The 'Edge of America' has a long history. The word "Folly" is an Old English word meaning an area of dense foliage. Folly Beach is rumored to have gotten its name from sailors passing through the shipping channel in the 1700’s. It may be that the trees at Folly were the first they had seen after many long months on the ocean. It also might have received it’s name from the Union Troops who in 1863 spent weeks clearing the island’s brush at the center of the island, providing them perfect cover from the Rebel spotters.

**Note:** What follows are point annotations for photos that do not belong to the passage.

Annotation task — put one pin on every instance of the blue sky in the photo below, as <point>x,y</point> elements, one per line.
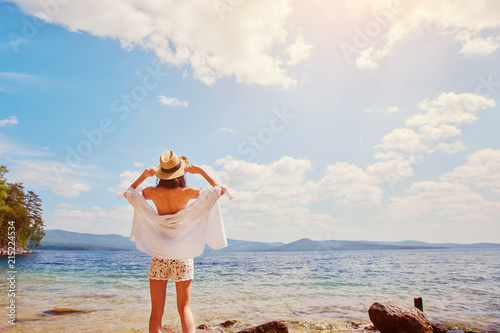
<point>373,120</point>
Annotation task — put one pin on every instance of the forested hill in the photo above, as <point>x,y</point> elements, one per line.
<point>67,240</point>
<point>20,215</point>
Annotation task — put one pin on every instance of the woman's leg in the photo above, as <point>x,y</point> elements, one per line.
<point>183,290</point>
<point>158,290</point>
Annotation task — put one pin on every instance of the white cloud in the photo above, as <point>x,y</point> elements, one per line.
<point>474,45</point>
<point>11,120</point>
<point>232,41</point>
<point>94,220</point>
<point>450,108</point>
<point>482,169</point>
<point>275,197</point>
<point>365,59</point>
<point>393,109</point>
<point>404,139</point>
<point>226,130</point>
<point>403,149</point>
<point>61,179</point>
<point>349,185</point>
<point>172,101</point>
<point>299,51</point>
<point>469,23</point>
<point>448,201</point>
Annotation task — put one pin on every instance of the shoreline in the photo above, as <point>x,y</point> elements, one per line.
<point>6,250</point>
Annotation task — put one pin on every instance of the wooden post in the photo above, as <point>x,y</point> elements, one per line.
<point>419,303</point>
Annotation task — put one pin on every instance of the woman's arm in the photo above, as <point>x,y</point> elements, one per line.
<point>149,172</point>
<point>194,169</point>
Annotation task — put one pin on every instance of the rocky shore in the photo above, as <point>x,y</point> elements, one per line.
<point>386,317</point>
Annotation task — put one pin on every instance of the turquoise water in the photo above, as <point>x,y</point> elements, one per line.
<point>459,287</point>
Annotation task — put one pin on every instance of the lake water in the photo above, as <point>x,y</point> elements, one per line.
<point>310,290</point>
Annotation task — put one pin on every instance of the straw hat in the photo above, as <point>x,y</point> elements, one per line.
<point>171,166</point>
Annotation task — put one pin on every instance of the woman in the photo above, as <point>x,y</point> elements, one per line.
<point>176,232</point>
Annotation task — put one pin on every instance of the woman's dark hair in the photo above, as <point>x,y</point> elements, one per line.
<point>171,183</point>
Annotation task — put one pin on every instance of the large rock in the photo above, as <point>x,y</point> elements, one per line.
<point>271,327</point>
<point>389,317</point>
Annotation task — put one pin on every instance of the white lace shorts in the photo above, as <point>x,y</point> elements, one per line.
<point>171,269</point>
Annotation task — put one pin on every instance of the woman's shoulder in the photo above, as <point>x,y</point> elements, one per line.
<point>190,191</point>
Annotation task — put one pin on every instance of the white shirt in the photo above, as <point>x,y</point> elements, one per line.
<point>181,235</point>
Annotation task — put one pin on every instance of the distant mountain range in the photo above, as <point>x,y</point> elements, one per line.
<point>67,240</point>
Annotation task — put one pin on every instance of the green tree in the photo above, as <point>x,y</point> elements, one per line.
<point>3,192</point>
<point>23,208</point>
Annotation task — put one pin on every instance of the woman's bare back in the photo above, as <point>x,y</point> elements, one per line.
<point>170,201</point>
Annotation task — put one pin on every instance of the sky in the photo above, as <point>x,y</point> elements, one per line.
<point>348,120</point>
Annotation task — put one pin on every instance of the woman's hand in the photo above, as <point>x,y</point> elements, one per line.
<point>150,172</point>
<point>194,169</point>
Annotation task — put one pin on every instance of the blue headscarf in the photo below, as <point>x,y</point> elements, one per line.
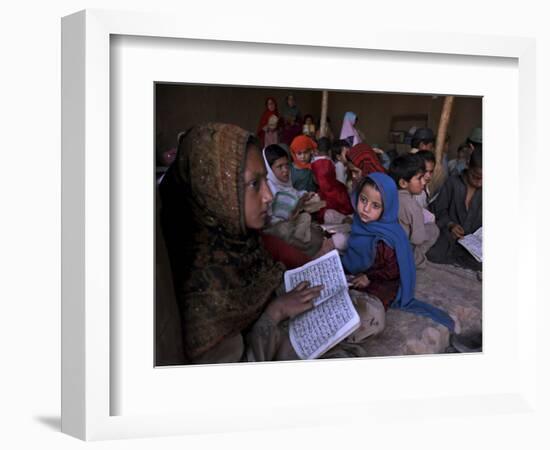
<point>362,243</point>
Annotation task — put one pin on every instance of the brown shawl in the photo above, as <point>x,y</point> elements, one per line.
<point>223,276</point>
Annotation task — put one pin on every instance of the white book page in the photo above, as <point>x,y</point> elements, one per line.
<point>326,270</point>
<point>321,328</point>
<point>474,244</point>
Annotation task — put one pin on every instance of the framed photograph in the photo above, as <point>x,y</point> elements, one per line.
<point>114,63</point>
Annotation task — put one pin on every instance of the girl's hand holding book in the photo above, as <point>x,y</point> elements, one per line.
<point>297,301</point>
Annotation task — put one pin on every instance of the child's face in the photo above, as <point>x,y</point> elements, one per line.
<point>426,146</point>
<point>257,194</point>
<point>474,177</point>
<point>369,204</point>
<point>345,151</point>
<point>415,185</point>
<point>304,156</point>
<point>281,169</point>
<point>430,166</point>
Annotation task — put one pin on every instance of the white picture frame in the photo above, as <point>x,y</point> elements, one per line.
<point>88,388</point>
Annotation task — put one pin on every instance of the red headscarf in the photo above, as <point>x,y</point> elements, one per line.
<point>364,157</point>
<point>330,189</point>
<point>300,144</point>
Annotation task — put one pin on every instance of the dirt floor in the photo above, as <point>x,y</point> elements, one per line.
<point>456,290</point>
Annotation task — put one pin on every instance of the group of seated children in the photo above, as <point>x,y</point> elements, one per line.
<point>313,182</point>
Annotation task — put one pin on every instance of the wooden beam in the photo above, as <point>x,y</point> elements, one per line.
<point>324,109</point>
<point>439,175</point>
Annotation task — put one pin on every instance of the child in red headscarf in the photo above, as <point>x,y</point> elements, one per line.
<point>302,148</point>
<point>333,192</point>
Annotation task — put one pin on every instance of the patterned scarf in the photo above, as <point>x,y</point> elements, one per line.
<point>223,275</point>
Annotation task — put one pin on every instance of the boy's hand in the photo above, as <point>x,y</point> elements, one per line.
<point>356,172</point>
<point>360,281</point>
<point>457,231</point>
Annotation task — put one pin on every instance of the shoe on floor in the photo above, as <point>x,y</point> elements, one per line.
<point>467,343</point>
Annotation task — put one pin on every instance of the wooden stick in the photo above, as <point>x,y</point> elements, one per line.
<point>439,174</point>
<point>324,109</point>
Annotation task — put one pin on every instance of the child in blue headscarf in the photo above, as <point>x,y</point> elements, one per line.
<point>377,239</point>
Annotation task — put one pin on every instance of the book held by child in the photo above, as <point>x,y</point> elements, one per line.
<point>474,244</point>
<point>333,317</point>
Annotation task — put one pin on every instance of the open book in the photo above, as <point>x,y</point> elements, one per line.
<point>333,318</point>
<point>474,244</point>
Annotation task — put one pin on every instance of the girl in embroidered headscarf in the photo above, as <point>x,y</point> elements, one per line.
<point>349,132</point>
<point>270,110</point>
<point>287,218</point>
<point>272,133</point>
<point>377,242</point>
<point>308,128</point>
<point>302,148</point>
<point>215,202</point>
<point>290,109</point>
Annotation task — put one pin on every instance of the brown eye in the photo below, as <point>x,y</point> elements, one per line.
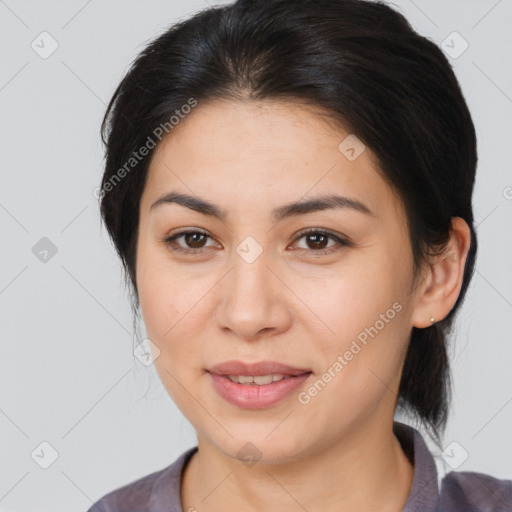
<point>193,241</point>
<point>317,241</point>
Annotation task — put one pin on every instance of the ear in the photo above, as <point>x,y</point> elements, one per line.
<point>440,287</point>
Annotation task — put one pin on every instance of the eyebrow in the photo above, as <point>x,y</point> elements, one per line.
<point>288,210</point>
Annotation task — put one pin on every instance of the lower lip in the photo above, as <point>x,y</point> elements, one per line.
<point>253,396</point>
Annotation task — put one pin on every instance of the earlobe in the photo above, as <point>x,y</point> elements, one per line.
<point>442,285</point>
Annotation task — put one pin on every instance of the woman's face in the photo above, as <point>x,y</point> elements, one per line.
<point>334,306</point>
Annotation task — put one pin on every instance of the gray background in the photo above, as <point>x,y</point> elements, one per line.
<point>68,376</point>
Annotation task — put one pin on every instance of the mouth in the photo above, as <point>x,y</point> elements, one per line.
<point>256,385</point>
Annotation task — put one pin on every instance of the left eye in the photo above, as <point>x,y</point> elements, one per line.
<point>318,238</point>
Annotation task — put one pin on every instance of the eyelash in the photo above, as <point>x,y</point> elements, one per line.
<point>341,242</point>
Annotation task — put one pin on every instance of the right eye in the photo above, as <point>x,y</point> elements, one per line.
<point>194,240</point>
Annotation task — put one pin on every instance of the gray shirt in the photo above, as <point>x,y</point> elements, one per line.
<point>459,492</point>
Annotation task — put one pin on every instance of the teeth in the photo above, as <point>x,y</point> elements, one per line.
<point>260,380</point>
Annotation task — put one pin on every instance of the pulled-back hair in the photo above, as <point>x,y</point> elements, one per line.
<point>362,64</point>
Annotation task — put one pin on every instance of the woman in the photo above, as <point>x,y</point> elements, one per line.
<point>288,185</point>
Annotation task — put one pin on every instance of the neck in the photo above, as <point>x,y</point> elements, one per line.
<point>365,471</point>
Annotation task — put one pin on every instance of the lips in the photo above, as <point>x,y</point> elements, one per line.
<point>244,384</point>
<point>256,369</point>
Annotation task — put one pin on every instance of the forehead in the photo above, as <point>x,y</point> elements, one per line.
<point>264,149</point>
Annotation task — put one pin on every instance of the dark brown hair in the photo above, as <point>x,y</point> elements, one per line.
<point>359,61</point>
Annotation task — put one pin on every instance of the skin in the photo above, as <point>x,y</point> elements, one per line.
<point>338,451</point>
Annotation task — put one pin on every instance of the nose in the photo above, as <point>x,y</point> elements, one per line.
<point>253,300</point>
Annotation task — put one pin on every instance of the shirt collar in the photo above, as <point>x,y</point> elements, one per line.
<point>423,496</point>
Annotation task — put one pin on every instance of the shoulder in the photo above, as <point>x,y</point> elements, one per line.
<point>467,491</point>
<point>161,488</point>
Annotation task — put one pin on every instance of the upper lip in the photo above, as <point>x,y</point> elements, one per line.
<point>255,369</point>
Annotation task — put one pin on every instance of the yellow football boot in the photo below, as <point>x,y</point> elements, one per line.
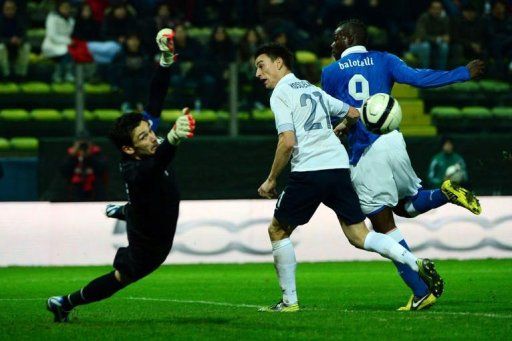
<point>461,197</point>
<point>281,307</point>
<point>419,303</point>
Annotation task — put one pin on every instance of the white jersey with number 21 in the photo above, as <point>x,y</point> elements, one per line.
<point>305,109</point>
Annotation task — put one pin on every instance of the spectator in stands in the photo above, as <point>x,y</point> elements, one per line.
<point>222,53</point>
<point>133,69</point>
<point>119,22</point>
<point>193,71</point>
<point>59,26</point>
<point>432,37</point>
<point>98,8</point>
<point>447,165</point>
<point>278,18</point>
<point>252,91</point>
<point>85,169</point>
<point>13,46</point>
<point>467,36</point>
<point>499,38</point>
<point>86,27</point>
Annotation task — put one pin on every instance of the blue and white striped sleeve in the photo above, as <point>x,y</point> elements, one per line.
<point>282,112</point>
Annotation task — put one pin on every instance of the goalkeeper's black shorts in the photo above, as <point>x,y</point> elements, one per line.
<point>142,255</point>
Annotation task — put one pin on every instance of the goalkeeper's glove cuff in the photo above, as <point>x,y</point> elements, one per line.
<point>167,59</point>
<point>173,138</point>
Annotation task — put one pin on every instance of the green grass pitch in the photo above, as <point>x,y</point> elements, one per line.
<point>352,300</point>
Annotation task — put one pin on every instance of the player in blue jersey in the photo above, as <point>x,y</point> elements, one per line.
<point>380,167</point>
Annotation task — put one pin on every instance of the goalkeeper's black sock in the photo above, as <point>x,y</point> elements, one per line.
<point>97,290</point>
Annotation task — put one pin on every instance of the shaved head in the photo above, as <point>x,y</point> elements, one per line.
<point>349,33</point>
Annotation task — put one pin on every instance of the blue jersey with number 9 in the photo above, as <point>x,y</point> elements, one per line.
<point>361,73</point>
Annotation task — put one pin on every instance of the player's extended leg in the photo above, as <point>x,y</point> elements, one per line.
<point>99,289</point>
<point>422,298</point>
<point>359,236</point>
<point>285,265</point>
<point>426,200</point>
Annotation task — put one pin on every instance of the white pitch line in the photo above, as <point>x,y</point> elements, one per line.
<point>224,304</point>
<point>235,305</point>
<point>253,306</point>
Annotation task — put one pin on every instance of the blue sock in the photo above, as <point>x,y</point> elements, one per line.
<point>409,276</point>
<point>426,200</point>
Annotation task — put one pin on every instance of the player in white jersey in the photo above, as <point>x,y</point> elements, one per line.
<point>320,173</point>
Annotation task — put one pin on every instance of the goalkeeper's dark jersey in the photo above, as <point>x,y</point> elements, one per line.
<point>153,194</point>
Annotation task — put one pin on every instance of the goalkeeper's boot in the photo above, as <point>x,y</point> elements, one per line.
<point>281,307</point>
<point>428,273</point>
<point>460,196</point>
<point>419,303</point>
<point>54,305</point>
<point>115,211</point>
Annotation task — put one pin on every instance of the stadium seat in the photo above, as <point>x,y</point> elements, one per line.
<point>305,57</point>
<point>502,112</point>
<point>14,115</point>
<point>98,89</point>
<point>35,88</point>
<point>412,106</point>
<point>4,144</point>
<point>445,112</point>
<point>476,112</point>
<point>377,36</point>
<point>224,115</point>
<point>469,86</point>
<point>63,88</point>
<point>24,143</point>
<point>70,114</point>
<point>236,33</point>
<point>107,114</point>
<point>401,91</point>
<point>494,86</point>
<point>263,115</point>
<point>9,88</point>
<point>170,115</point>
<point>46,115</point>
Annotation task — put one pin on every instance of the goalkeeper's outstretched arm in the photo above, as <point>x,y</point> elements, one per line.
<point>161,75</point>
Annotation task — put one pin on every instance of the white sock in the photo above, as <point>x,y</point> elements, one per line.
<point>389,248</point>
<point>409,208</point>
<point>396,235</point>
<point>285,264</point>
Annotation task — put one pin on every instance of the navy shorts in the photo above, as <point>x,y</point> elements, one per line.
<point>306,190</point>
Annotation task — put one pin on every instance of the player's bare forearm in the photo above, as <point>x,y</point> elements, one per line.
<point>158,89</point>
<point>284,151</point>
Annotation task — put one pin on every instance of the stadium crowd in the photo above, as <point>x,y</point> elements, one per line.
<point>119,34</point>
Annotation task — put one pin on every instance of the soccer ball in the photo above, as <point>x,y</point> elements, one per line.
<point>381,114</point>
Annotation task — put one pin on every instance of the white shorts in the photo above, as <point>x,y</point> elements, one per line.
<point>384,174</point>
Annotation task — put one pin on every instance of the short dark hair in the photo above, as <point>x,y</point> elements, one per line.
<point>121,133</point>
<point>274,51</point>
<point>357,29</point>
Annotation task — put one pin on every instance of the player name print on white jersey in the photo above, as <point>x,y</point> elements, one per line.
<point>303,108</point>
<point>368,61</point>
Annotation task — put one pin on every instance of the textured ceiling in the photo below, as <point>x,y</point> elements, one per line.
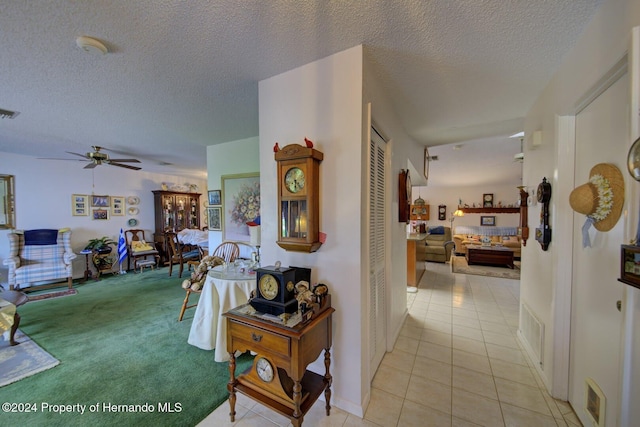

1696 - Folly Island was deeded to William Rivers on September 8, 1696. It was privately owned and changed hands several time over the years. During the time before the Civil War, Folly Island was also known as Coffin Land and was somewhat secluded from the civilization and control of the Charleston Government..
1744 - Folly was passed down through a generation and sold to Henry Samsways whose deed referred to the Island as "Coffin Land" and a map from 1780 depicts Folly as such. However, a map dated 1800 shows Coffin Land as the western end of Folly Island where the State Park is now. The name Coffin Land came from the fact that it was customary for ships with plague or cholera victims to the leave the ill travelers on barrier islands before they entered the Charleston port. On their way back out to sea, they would pick up the survivors and bury the dead.
1832 - The ship Amelia wrecked on Folly Island while sailing from New York to New Orleans. Twenty of 120 passengers died of cholera while marooned on Folly Island and Charleston cut off communications and supplies to the Island, fearing it would spread into Charleston and become an epidemic. Folly Island held a reputation as a hideout for pirates, with only occasional presence of law from Charleston, the few adventurous people of this small island governed themselves.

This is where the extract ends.